This movie is really all about Joanne Woodward’s performance, which is good, because she won an Oscar for it. Other than that, though, it’s a very slow trip downhill.
First, we meet Eve White. She’s an unfulfilled 1950’s housewife with low self-esteem, married to Ralph, a dolt, and mother to Bonnie. She starts to have blackouts, headaches, and mysterious shopping trips that she doesn’t remember. She gets sent to psychiatrist Dr. Curtis Luther and then we meet Eve Black, a party girl who likes to wear racy dresses, sing in nightclubs and in general do things that would appall Eve White. Luther diagnoses Eve as having multiple personality disorder. This puts a pretty big strain on Eve’s life and marriage. Ralph isn’t very supportive because he’s unable to comprehend what a mental illness is, because he himself lacks a brain.

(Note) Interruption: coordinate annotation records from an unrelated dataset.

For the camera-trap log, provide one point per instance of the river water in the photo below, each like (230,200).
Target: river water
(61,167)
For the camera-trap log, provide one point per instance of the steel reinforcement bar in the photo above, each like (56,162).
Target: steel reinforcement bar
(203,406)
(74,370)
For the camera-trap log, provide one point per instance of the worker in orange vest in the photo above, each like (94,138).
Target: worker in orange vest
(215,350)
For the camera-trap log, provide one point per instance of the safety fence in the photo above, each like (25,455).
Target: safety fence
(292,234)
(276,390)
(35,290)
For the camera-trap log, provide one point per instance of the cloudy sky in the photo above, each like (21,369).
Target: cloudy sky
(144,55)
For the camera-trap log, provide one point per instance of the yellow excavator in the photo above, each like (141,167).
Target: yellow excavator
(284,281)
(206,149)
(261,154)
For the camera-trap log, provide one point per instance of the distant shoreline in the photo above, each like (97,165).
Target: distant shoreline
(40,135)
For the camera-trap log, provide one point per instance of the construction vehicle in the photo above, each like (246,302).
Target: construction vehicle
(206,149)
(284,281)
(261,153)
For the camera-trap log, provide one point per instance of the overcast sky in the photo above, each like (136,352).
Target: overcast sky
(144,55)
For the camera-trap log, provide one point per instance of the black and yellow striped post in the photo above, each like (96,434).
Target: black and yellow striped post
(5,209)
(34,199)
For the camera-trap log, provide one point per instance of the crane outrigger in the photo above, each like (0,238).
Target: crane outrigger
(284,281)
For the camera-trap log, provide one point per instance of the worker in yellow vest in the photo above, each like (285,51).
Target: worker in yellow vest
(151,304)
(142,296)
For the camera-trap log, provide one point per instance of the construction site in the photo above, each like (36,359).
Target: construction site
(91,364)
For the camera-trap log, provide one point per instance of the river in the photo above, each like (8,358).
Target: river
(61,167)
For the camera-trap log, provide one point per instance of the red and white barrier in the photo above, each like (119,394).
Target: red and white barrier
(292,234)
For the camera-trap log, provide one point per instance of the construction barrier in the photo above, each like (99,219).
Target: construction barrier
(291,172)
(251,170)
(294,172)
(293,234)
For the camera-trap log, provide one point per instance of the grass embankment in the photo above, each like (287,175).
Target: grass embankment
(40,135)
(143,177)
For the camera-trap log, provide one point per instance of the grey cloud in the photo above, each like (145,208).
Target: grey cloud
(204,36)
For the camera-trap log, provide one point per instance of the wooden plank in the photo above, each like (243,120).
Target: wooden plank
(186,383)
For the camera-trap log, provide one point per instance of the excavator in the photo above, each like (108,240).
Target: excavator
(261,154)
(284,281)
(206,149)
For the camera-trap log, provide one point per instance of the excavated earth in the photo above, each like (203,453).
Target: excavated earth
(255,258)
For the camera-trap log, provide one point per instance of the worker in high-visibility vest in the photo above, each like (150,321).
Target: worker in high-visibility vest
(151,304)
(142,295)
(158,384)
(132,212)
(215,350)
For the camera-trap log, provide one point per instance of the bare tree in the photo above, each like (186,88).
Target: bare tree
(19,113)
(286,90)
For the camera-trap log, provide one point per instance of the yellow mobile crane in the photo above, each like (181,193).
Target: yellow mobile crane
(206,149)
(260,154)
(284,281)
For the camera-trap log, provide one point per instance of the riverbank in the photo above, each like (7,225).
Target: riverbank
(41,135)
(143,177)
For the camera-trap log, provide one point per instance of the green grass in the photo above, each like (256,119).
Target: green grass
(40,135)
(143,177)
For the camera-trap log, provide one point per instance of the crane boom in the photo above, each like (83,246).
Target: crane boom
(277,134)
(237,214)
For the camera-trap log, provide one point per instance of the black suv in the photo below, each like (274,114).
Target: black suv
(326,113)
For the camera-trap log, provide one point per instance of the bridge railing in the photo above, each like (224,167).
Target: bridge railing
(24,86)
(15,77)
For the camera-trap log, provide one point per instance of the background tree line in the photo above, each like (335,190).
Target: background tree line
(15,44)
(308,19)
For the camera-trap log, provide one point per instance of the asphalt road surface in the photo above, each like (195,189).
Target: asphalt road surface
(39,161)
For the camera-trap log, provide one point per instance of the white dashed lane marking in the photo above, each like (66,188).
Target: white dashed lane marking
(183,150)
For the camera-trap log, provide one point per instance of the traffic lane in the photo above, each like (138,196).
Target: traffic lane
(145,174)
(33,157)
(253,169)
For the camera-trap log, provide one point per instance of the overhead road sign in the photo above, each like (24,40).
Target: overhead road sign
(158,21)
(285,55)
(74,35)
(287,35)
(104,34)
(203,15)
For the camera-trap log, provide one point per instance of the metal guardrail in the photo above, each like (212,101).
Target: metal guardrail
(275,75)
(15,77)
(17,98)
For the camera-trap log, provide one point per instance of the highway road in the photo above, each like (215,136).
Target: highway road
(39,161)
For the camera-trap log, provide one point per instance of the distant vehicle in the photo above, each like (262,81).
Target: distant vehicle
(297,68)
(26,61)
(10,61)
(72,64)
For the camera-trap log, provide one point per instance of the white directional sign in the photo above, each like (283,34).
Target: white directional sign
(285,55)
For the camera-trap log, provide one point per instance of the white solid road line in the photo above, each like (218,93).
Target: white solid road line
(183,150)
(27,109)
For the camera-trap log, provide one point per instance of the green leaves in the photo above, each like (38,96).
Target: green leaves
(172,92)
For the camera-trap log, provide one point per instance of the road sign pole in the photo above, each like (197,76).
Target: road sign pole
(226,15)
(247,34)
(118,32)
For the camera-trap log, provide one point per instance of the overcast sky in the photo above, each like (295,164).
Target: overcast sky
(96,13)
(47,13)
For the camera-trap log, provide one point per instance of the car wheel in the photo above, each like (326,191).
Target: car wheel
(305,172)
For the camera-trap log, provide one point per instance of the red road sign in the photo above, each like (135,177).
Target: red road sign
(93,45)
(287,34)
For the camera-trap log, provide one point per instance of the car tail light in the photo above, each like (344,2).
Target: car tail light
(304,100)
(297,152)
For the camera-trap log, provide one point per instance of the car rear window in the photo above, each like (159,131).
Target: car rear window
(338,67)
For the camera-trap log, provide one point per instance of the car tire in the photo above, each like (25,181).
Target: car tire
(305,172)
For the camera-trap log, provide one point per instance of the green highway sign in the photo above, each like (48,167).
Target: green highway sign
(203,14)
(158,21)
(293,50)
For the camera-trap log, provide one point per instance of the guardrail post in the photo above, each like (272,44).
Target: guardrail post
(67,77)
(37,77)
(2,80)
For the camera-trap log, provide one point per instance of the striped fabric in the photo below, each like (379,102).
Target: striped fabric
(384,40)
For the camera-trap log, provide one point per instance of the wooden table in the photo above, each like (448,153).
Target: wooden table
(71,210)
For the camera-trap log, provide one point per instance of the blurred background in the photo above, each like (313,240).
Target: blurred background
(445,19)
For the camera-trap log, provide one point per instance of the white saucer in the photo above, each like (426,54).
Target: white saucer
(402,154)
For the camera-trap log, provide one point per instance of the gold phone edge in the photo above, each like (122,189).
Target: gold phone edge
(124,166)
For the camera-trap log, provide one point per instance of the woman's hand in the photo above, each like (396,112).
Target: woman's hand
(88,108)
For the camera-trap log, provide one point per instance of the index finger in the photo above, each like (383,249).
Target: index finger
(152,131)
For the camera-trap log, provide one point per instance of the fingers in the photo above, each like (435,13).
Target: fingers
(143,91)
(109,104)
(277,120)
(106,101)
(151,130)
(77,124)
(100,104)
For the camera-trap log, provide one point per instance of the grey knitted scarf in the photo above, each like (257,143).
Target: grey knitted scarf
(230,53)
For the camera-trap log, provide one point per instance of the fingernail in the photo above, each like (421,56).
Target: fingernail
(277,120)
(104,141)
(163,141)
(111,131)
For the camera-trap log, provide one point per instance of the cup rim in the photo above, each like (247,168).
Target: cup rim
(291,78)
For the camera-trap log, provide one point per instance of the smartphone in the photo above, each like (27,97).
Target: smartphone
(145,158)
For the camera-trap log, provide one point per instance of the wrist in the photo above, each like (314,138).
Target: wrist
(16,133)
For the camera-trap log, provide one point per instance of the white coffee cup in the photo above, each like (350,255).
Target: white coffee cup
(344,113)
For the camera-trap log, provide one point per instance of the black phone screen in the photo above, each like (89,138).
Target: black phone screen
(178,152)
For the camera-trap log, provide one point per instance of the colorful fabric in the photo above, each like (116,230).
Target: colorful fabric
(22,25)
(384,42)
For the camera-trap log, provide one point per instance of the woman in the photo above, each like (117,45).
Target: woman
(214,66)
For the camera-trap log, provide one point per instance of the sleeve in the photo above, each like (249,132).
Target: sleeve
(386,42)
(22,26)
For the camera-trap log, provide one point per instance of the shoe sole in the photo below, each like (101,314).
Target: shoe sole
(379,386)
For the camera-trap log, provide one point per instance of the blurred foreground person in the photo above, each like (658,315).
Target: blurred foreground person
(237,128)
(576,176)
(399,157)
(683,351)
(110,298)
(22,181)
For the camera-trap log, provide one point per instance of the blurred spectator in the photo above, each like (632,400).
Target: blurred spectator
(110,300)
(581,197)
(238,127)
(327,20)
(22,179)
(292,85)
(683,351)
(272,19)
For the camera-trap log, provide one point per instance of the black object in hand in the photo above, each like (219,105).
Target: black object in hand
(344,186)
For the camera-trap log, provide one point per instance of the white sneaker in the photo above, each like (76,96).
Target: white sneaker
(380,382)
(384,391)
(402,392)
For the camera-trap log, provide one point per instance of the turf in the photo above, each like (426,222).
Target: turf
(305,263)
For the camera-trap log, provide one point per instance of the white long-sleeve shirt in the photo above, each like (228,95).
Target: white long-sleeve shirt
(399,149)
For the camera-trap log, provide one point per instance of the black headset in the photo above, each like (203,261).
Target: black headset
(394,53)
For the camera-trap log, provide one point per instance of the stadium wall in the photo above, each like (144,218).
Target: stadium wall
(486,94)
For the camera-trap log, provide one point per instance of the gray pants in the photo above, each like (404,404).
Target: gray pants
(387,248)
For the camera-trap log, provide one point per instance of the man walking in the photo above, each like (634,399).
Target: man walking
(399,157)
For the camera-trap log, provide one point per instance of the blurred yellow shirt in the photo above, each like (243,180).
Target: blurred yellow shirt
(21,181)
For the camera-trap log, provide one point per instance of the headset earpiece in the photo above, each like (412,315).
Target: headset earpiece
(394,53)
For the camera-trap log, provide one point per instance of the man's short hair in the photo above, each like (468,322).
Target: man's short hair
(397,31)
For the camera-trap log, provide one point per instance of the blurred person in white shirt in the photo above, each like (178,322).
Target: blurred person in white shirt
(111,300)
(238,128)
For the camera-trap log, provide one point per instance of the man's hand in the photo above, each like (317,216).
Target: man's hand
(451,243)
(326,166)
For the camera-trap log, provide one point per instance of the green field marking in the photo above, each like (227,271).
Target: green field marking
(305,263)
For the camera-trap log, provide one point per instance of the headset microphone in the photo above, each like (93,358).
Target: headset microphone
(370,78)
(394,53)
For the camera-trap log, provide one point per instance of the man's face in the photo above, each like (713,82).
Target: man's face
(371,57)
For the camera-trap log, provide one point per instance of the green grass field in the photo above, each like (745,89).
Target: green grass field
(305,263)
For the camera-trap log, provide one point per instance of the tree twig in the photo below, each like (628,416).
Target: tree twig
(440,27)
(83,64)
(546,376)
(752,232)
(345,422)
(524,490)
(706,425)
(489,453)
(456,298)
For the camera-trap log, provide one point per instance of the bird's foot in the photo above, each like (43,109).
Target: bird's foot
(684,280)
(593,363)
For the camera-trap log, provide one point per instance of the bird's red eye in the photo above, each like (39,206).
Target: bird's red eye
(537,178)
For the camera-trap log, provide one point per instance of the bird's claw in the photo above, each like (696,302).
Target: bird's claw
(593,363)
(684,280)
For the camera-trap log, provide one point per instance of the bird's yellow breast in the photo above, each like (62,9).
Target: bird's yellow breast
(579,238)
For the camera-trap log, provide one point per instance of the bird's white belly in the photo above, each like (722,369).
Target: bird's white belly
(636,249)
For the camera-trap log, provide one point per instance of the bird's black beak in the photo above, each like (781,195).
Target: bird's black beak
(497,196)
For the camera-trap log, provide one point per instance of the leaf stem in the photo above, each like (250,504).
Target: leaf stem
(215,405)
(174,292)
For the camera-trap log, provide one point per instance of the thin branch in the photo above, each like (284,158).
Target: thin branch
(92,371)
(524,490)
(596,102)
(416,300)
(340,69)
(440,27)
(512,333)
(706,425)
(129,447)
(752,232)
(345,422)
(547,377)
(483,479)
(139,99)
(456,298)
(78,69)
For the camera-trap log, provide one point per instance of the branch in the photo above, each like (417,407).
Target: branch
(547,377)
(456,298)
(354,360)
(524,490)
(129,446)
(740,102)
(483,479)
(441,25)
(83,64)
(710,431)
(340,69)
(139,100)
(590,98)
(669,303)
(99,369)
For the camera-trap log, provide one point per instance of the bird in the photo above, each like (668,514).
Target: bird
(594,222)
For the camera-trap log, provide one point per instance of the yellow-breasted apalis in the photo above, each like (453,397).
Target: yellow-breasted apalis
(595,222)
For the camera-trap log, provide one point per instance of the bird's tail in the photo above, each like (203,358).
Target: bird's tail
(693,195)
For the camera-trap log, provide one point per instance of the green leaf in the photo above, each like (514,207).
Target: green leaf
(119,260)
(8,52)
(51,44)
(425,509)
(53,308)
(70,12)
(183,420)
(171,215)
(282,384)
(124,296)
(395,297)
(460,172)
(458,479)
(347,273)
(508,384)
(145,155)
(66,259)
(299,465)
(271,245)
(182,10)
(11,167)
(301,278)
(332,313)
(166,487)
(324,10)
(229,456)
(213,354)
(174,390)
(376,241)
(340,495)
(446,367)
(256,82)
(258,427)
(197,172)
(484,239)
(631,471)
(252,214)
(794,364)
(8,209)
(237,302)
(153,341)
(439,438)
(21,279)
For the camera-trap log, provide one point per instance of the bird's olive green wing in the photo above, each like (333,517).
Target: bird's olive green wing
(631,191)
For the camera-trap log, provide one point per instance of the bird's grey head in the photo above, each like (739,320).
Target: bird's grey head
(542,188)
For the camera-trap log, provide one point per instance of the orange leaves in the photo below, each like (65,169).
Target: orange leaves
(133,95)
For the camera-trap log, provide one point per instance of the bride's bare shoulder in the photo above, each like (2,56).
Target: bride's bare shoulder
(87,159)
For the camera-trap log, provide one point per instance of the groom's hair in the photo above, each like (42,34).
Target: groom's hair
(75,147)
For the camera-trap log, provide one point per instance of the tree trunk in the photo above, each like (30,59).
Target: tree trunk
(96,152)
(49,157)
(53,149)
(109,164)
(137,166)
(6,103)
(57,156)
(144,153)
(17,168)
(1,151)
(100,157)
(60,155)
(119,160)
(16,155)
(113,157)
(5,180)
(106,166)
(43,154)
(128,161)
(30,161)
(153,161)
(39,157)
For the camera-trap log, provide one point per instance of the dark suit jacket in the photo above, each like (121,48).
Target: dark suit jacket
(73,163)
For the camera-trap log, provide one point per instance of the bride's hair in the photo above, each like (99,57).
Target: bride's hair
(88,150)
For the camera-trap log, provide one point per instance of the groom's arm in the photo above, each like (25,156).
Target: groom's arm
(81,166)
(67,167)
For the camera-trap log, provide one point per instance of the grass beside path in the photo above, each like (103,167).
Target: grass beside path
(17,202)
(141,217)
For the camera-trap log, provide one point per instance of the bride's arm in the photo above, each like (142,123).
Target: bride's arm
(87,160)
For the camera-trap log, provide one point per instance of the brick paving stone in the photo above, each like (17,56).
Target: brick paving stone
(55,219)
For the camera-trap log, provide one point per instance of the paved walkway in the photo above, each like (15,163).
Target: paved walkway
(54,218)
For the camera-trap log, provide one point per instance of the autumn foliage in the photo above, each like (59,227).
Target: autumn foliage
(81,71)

Most of the film is actually pretty dull. You just feel sorry for Eve White and, though Eve Black is more entertaining, I tired of her the way people are tired of Lindsay Lohan’s antics. I almost turned it off, but it started getting interesting when Ralph took Eve Black on a getaway to Jacksonville, Florida. Classy old Ralph was cheating on his wife with his wife. And it was creepy. Eventually, Ralph and Eve divorce, and their daughter goes to live with relatives. After treatment, a third personality, Jane, appears. Jane seems fairly well-balanced and well-adjusted. Over time, Jane recounts the childhood trauma that caused her personality to split. The Eves go away. The remaining, whole Jane marries a wonderful man who has a brain, and she regains custody of her daughter.
The film’s portrayal of what is now called dissociative identity disorder is extremely outdated compared to today’s understanding, but it was still surprisingly compassionate in its portrayal. And I don’t believe that the pat happy ending is what really happened to the woman who was the case study for the film, but such are movies from the 50’s.
As I said before, this movie really is all about Joanne Woodward, who was outstanding at playing what was essentially three very different people. Other than that, it’s frustrating, slow and the rest of the cast is unremarkable. Or maybe Joanne Woodward is just so awesome that everything else around her is boring. She was married to Paul Newman, after all.